Why kids need dad and dad needs a Glock

Of all the qualities I remember about my father, his ability to intimidate anyone he chose was most indelible. He wasn’t a physically large man; by anyone’s measurement he was of average height, weight, and build. He never achieved some lofty professional post or attained a career distinction where he could demand another’s respect, like the medical doctor who believes his eight plus years of training is justification enough for everyone to walk on egg shells. Nor did he ever achieve great wealth allowing him to buy the regard of others. Instead, my father’s ability turn another’s blood ice cold was purely God-given.

He had a gaze that would look right into the depths of your soul as if peeling back the layers of your being like an onion. A slight tilt of his chin, purse of his lips, and arch of the eyebrow was all it took to send my heart racing. He wasn’t a boisterous man, he didn’t need to be; if yours was the direction his death stare was pointing, my friend, you were in for a very bad day. My mother, on the other hand, didn’t possess this skill and again she didn’t need to. As is the case in many families when I was a kid, my mom and dad had the good-cop-bad-cop routine down pat and she would pull it out whenever circumstances warranted.

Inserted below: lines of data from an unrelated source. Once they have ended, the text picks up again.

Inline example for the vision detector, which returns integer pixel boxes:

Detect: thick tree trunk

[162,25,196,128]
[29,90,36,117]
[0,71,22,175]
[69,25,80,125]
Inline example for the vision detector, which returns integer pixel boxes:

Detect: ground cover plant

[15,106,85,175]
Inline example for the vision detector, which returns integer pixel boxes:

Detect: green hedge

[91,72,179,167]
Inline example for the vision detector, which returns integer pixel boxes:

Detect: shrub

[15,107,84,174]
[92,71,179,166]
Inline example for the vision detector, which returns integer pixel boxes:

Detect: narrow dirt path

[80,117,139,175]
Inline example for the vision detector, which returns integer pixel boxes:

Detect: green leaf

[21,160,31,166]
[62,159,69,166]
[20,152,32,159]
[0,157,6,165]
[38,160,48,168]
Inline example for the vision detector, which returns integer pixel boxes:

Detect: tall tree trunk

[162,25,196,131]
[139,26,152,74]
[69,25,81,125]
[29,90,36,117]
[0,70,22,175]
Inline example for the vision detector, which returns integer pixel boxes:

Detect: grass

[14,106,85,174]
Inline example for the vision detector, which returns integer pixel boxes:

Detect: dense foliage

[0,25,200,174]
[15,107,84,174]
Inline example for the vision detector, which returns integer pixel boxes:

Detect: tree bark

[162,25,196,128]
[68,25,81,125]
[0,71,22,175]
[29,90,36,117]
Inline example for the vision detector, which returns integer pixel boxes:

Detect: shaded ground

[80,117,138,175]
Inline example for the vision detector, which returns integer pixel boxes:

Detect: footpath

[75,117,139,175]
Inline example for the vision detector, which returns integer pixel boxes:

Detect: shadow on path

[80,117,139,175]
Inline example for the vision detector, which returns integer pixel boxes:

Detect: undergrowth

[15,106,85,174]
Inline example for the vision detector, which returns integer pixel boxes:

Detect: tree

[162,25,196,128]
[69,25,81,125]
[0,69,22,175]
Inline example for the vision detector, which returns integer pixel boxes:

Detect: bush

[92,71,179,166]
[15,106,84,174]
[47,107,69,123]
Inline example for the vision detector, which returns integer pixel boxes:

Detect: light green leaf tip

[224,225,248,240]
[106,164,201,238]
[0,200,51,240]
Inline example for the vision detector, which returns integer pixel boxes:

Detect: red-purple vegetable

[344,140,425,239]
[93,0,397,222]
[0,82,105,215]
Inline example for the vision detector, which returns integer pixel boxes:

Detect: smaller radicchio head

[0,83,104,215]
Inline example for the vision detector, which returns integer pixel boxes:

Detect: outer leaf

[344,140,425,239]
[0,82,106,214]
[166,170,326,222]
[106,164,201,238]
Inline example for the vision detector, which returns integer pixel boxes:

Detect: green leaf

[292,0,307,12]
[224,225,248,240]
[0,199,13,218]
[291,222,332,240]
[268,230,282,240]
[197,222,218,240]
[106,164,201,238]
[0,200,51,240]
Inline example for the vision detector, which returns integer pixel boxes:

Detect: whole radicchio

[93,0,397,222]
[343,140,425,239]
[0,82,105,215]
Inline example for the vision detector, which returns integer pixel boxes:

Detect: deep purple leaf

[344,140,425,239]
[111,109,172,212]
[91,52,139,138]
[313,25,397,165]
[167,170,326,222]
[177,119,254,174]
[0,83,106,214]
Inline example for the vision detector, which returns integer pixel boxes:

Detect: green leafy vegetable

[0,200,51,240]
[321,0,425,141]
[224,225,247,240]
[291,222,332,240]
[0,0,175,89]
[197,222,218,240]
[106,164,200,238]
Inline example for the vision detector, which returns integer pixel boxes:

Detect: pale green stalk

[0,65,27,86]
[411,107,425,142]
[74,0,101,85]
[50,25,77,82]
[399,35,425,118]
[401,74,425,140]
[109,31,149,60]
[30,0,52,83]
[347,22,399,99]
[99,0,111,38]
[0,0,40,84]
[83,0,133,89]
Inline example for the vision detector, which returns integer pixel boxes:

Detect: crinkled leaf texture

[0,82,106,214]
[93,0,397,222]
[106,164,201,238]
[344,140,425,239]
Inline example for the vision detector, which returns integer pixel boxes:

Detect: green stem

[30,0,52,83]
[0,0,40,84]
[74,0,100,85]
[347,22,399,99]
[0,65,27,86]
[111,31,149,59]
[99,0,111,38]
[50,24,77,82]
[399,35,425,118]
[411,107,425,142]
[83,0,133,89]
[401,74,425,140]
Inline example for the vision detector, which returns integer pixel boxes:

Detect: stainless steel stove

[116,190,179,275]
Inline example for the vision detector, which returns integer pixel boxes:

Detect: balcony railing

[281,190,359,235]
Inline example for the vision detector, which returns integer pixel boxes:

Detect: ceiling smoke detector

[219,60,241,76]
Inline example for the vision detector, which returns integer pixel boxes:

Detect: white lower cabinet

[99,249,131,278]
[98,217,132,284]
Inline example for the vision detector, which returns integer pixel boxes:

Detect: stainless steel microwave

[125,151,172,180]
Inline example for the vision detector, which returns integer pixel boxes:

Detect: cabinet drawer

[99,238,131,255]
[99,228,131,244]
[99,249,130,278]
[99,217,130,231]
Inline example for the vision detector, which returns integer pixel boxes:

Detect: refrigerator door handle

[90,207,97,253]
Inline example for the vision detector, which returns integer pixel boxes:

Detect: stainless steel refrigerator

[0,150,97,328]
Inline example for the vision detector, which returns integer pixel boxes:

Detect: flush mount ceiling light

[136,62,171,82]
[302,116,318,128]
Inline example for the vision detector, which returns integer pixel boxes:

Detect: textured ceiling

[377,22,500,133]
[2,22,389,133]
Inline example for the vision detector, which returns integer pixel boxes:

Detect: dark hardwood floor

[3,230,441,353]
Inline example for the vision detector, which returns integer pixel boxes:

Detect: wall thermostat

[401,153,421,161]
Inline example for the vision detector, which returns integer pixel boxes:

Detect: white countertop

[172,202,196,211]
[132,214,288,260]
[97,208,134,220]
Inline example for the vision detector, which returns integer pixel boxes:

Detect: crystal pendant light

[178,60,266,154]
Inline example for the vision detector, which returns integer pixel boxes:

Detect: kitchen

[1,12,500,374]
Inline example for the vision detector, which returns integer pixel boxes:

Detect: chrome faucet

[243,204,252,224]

Being the first-born I was predisposed to following the rules. Rebellion wasn’t and still isn’t one of my strong traits. But there can be no doubting that the healthy fear I had of my dad did much to keep me between the lines. Because I knew that, if necessary, he would turn that gaze into something far more sinister and would light me up without hesitation or remorse.  It’s common family knowledge, however, that my sister could feed him a line of garbage, which he would consume without chewing. I unfortunately never enjoyed such luxuries.


The Internet remains abuzz with the story of Tommy Jordan and his eight-minute YouTube video wherein he takes his teenage daughter behind the virtual woodshed. Apparently his 15-year-old has a penchant for using her Facebook to pontificate on the suckiness of her life and specifically on the adults in it. After receiving numerous warnings to cease and desist her disrespectful behavior she attempts to hide her last complaint about chores and whatnot from dad all the while forgetting he is an IT guy who fixes her laptop, which she didn’t buy for herself, regularly.  It seems this time was the proverbial straw that broke dad’s back. So to leave a lasting impression he proceeds to read her diatribe verbatim, goes on to explain how he had warned her about this behavior before, and then seals the deal by pumping nine 45mm rounds into her laptop. If you are one of the four people left who haven’t watched (it’s already at 27 million hits after two weeks) it’s a great opportunity to observe old school Parenting 101 in action.

What first caught my attention wasn’t the shock of seeing her computer blown to smithereens, which was a thing of beauty, it was the striking similarities between this father and my own. Here was a dad, much like mine, who took matters into his own hands when the situation called for it. Setting aside any PhD approved parenting techniques he sent his daughter a message despite any shame or embarrassment it might have caused her. Personally I call that a dad who loves his daughter.

Within hours of the video hitting the web professionals, experts, and mommy bloggers everywhere were like sharks smelling blood in the water. I’m still amazed at how this one act could polarize so many people. The consensus from naysayers was dad had taken his actions too far, and publically humiliating his daughter to prove a point wasn’t appropriate for her fragile teenage self-esteem. His sudden popularity brought an onslaught of criticism and personal attacks including a visit from the local Police and Child Services. Rumor has it that as they left everyone patted dad on the back for a job well done.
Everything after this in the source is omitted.